IMHO this is a pretty dump approach to the problem

while there probably are some countries with terrible designed passport for most they are designed to be machine readable even with very old style (like >10year old tech) OCR systems

so even if you want to do something like that you can extract all relevant information and just store that, maybe als extract the image

this seems initially pointless, but isn't, if you store a copy of a photo of a people can use that to impersonate someone, if you only steel the information on it it's harder

outside of impersonation issues another problem is that it's not uncommon that technically ids/passports count as property of the state and you might not be allowed to store full photo copies of it and the person they are for can't give you permission for it either (as they don't own the passport technically speaking). Most times that doesn't matter but if a country wants to screw with you holding images of ids/passports is a terrible idea.

but then you also should ask yourself what degree of "duplicate" protection you actually need wich isn't a perfect one. If someone can circumvent it by spending multiple thousands to endup with a new full name + fudged id image this isn't something a company like discord really needs to care about. Or in other word storing a subset of the information on a passport, potentially hashed, is sufficient for like way over 90% of all companies needs for secondary account prevention.

in the end the reason a company might store a whole photo is because it's convenient and you can retrospectively apply whatever better model you want to use and in many places the penalties for a data breach aren't too big.
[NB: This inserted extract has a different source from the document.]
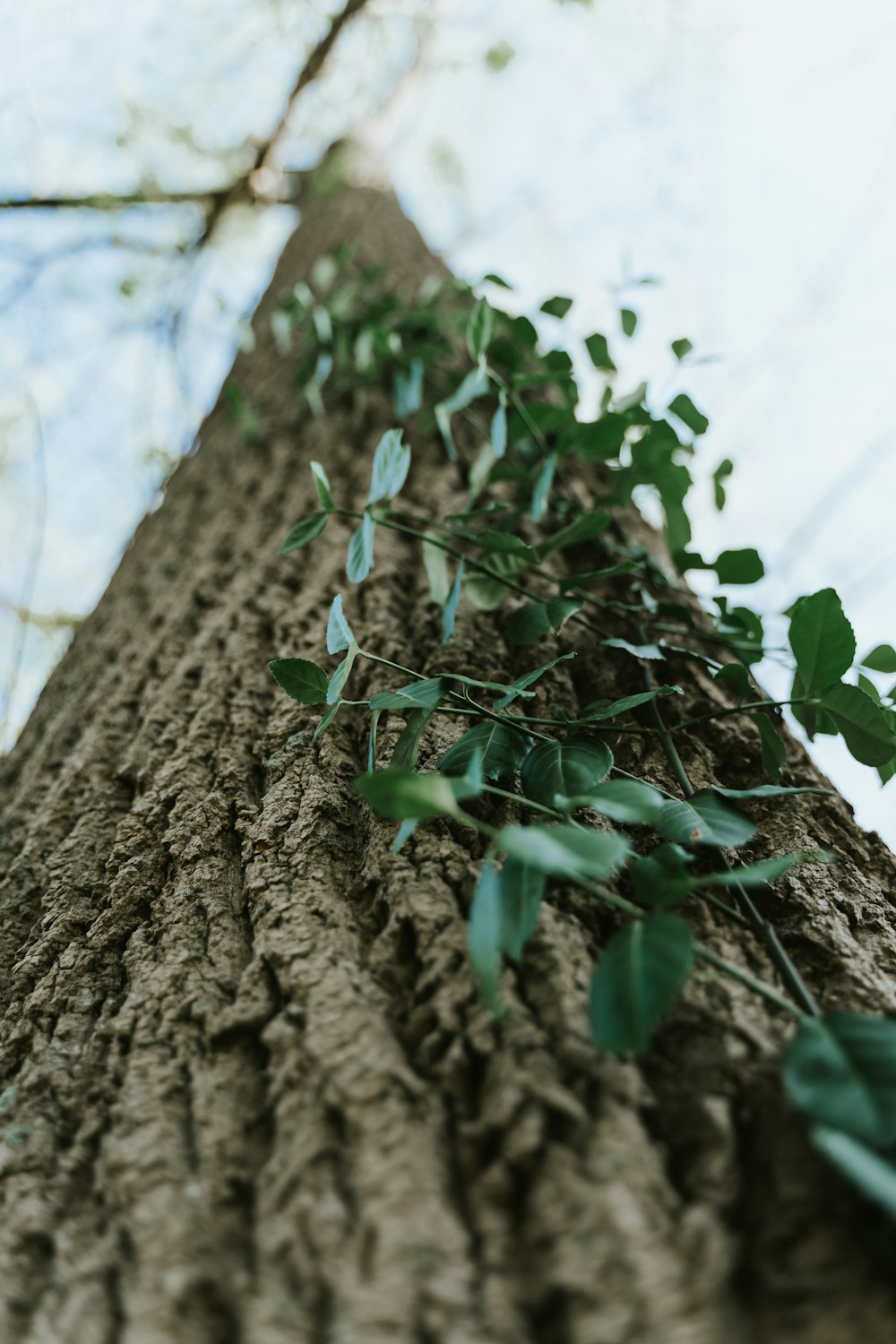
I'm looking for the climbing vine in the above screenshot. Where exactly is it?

So you might even start out with "it's bad but we only do so for a short time while building a better system" situation, and then due to the not so threatening consequence of not fixing it (or awareness) it is constantly de-prioritized and never happens...

Just store the name and the fact that it was verified and delete the photo. You get what you need without holding on to a massive liability.
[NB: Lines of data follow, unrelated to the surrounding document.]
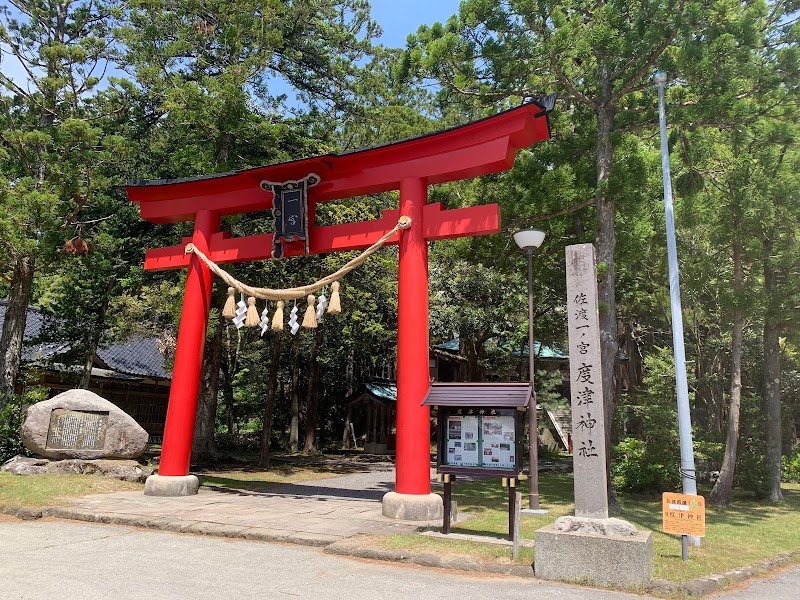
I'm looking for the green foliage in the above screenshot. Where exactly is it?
[611,348,681,494]
[781,449,800,483]
[735,392,769,499]
[611,437,681,495]
[0,386,47,463]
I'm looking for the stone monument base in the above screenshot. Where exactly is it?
[0,456,153,483]
[383,492,444,521]
[144,475,200,496]
[533,525,653,587]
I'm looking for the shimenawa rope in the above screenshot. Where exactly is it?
[186,216,411,300]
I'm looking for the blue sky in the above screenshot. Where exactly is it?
[2,0,461,87]
[370,0,461,48]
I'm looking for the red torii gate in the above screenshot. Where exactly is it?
[126,96,555,519]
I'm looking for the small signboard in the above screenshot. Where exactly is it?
[422,382,531,478]
[661,492,706,537]
[439,408,520,474]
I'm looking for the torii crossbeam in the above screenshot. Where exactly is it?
[126,96,555,520]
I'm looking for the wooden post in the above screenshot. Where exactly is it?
[442,474,455,535]
[511,492,522,560]
[508,477,517,542]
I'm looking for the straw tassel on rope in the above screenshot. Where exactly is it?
[222,288,236,319]
[328,281,342,315]
[272,300,283,331]
[244,296,261,327]
[303,294,317,329]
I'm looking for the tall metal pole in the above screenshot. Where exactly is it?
[528,246,539,510]
[655,72,700,558]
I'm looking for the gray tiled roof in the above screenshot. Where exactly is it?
[0,300,172,379]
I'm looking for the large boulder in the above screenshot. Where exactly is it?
[21,390,148,460]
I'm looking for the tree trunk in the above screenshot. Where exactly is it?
[0,257,35,406]
[303,326,322,454]
[289,344,300,452]
[78,277,117,390]
[192,315,225,465]
[220,354,236,435]
[78,325,100,390]
[595,71,618,507]
[709,236,744,506]
[258,332,281,469]
[342,404,353,450]
[764,240,783,502]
How does this help you identify duplicate accounts? If the original photo is deleted, do you just trust the model to be correct 100% of the time when it rejects the newly created account? Or do you keep the original photo and allow a human to make a final decision?

There are a million other signals for duplicate accounts anyway. Location, OS, device fingerprints, communities joined, etc. If those match and real name matches that’s enough data.

And if a few people manage to slip through it’s not really an issue. They will either get banned again for the same reasons or not violate the rules anymore so who cares

The best years online were when it was universally recognized that government ID's are completely unsuitable for interaction with the internet in any way.

Like it was since the beginning when government ID's first became a thing.